When we use AI, I'm suggesting that, alongside our concerns about ethics and bias (or what I like to call the reproduction of inequality because it has a less individual vector), we ask what AI use will do to the relationship we're engaging in when we use it to write, or revise, or tell a story, or write and email, or chat with our students. What do we know about the people we're in relationship with and how they would feel about us using AI? Does it enhance our connections with each other, our experience of community, or detract from it? Maybe the answer will sometimes be, meh, they wouldn’t care. But I think at least asking these questions might give us a chance at preserving what we value in human communication, and in community, by extension. I don’t think these questions will ever be resolved, as the meanings and experiences of community change over time, and, to me, resolution isn’t the point. There is no endpoint to “relationship-informed AI use,” just as there is no endpoint in “ethical AI use.” I think we can ask ourselves these questions, and keep asking them, and ask them in our classrooms, and in our meetings, and with our loved ones, too.
Clare’s Customary Caveats (™)
Even though I’ve hinted at this above, I haven't touched relationships beyond the interpersonal, although they’re implicit in all of this thinking. I remember being a wee undergrad many years ago and really coming to understand the concept of globalization and its material effects on my life. It meant that I had invisible relationships with many, many more people than I knew, as, for example, the very shirt on my back was created by humans in a factory a half a world away, transported by other humans across land and water, moved into and out of vehicles, arranged in stores (back when most readymade clothing was still purchased in stores), sold to me, all by other humans. And, of course, this whole system was, and remains, rife with inequality, and what responsibility did I have as someone with a measure of resources to be accountable to all of those people?
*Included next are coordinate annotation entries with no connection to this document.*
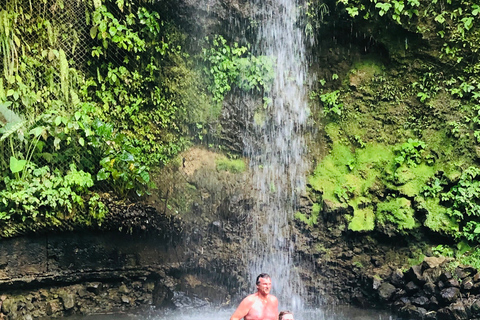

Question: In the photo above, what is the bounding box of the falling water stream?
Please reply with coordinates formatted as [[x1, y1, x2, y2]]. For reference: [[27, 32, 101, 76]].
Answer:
[[55, 0, 402, 320]]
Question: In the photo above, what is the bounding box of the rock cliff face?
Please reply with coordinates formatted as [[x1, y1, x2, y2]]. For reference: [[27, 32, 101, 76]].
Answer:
[[0, 0, 480, 319]]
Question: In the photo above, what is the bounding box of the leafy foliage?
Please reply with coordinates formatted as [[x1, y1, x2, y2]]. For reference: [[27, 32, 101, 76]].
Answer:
[[203, 35, 274, 102], [0, 0, 207, 230]]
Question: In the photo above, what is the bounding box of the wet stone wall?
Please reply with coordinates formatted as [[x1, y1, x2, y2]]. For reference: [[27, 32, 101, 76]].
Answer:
[[0, 232, 183, 319]]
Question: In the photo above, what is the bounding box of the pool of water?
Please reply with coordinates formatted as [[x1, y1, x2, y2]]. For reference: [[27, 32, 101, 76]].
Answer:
[[68, 306, 406, 320]]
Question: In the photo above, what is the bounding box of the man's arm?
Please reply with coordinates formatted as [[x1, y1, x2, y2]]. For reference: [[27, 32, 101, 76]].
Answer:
[[230, 296, 254, 320]]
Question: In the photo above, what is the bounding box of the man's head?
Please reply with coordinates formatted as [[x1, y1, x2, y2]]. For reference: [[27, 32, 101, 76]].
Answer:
[[255, 273, 270, 285], [278, 310, 294, 320], [256, 273, 272, 296]]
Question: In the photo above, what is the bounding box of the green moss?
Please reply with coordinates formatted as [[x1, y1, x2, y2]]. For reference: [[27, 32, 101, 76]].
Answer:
[[349, 58, 385, 86], [295, 203, 320, 227], [376, 198, 417, 230], [215, 158, 246, 173], [421, 198, 459, 235], [348, 198, 375, 231], [395, 163, 437, 197]]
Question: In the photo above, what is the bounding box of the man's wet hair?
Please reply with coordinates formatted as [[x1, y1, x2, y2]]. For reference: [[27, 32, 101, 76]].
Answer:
[[278, 310, 293, 320], [255, 273, 270, 284]]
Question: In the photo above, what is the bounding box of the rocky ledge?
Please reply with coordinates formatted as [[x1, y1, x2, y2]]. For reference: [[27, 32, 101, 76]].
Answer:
[[373, 257, 480, 320]]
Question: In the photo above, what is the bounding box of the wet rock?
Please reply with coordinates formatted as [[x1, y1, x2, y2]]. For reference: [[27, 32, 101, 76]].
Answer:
[[461, 278, 473, 292], [405, 265, 425, 285], [445, 278, 460, 288], [390, 269, 405, 287], [423, 282, 437, 295], [424, 311, 437, 320], [87, 282, 103, 295], [405, 281, 420, 294], [422, 267, 442, 282], [455, 266, 477, 280], [59, 291, 75, 310], [422, 257, 446, 270], [400, 304, 427, 319], [470, 299, 480, 317], [439, 287, 460, 304], [1, 298, 16, 314], [412, 296, 430, 307], [378, 282, 397, 301], [440, 271, 453, 282], [46, 300, 62, 316]]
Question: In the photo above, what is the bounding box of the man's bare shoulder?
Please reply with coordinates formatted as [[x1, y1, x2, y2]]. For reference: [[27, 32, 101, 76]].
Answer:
[[242, 293, 257, 303]]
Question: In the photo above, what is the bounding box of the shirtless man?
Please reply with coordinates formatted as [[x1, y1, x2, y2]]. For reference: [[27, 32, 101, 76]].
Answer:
[[230, 273, 278, 320]]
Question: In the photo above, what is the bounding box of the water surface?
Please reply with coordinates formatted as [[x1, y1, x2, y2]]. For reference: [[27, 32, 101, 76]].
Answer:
[[68, 306, 406, 320]]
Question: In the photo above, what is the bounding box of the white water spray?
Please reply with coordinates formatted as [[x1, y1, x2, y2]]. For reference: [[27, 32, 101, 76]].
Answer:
[[244, 0, 308, 310]]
It was a lot for me to keep in my head at the time, but the same thing is true of AI. Every time we write our mystery story-generating prompt, we’re leaning on an implicit set of relationships with people who have experienced horrible things2 as part of their role in the AI ecosystem we now inhabit, as well as people who benefit mightily from the human resources of our ideas. As they say where I live now, uffda. I admit that I really don’t know how to work through what AI use means in relationship with all of these people, let alone the rest of our planet. My point here is that it’s really hard to keep this web of relationships in mind as we’re hammering out our request to synthesize this, or shorten that and make it sound more “professional.” But that doesn’t mean those relationships don’t exist. The cruelest responses to this reality include things like “but everything else we do has similar effects” etc. etc. ad infinitum, but the second, quiet part of this response seems to be “so let’s keep doing it! Whee!” and that doesn’t feel great. I think I prefer a harm reduction approach to AI, which is something I also hope to write more about in the coming weeks.
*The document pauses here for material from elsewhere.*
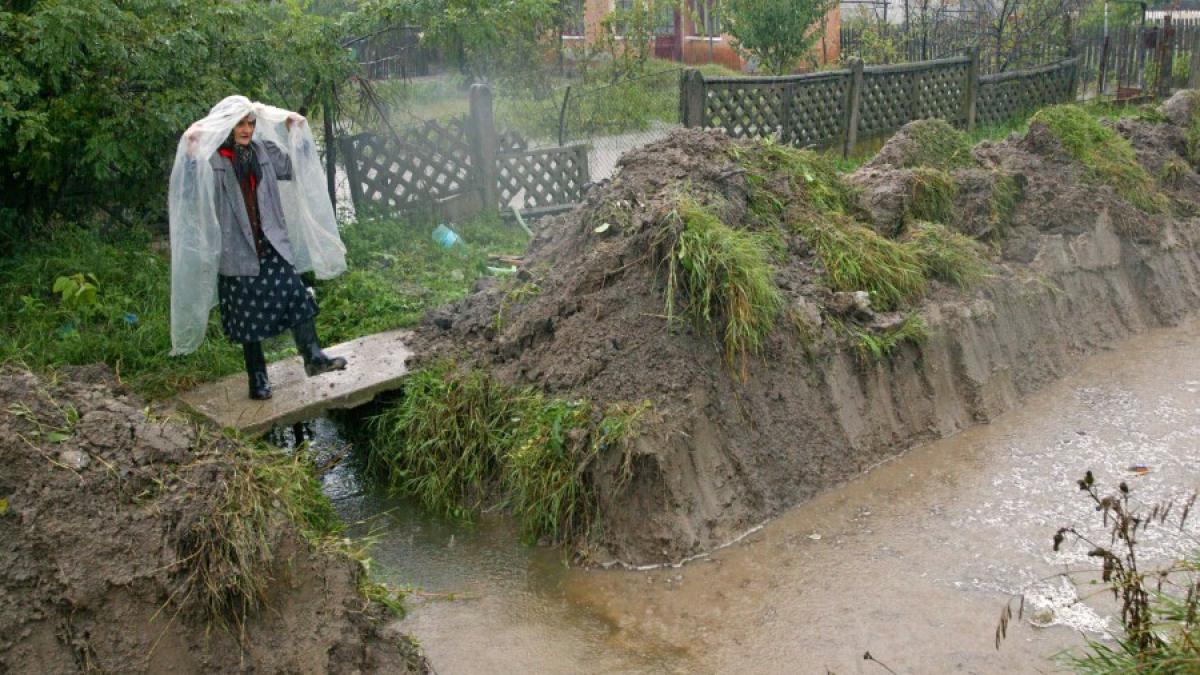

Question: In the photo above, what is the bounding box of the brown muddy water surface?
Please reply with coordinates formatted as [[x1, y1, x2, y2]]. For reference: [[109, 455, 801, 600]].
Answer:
[[326, 321, 1200, 675]]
I often come back to Miranda Joseph’s 2002 book, Against the Romance of Community, as an exemplar of this kind of critique of community.
This is an older article from Time, at least “older” in the landscape of AI development, but I think it’s still a pretty good explication of the kinds of labor involved in keeping our li’l recipe-generating, funny-image-making, email-revising conversational machines up and running. Huge content warning for literally the worst of the internet. Perrigo (Jan. 18, 2023) “OpenAI Used Kenyan Workers on Less Than $2 Per Hour to Make ChatGPT Less Toxic.”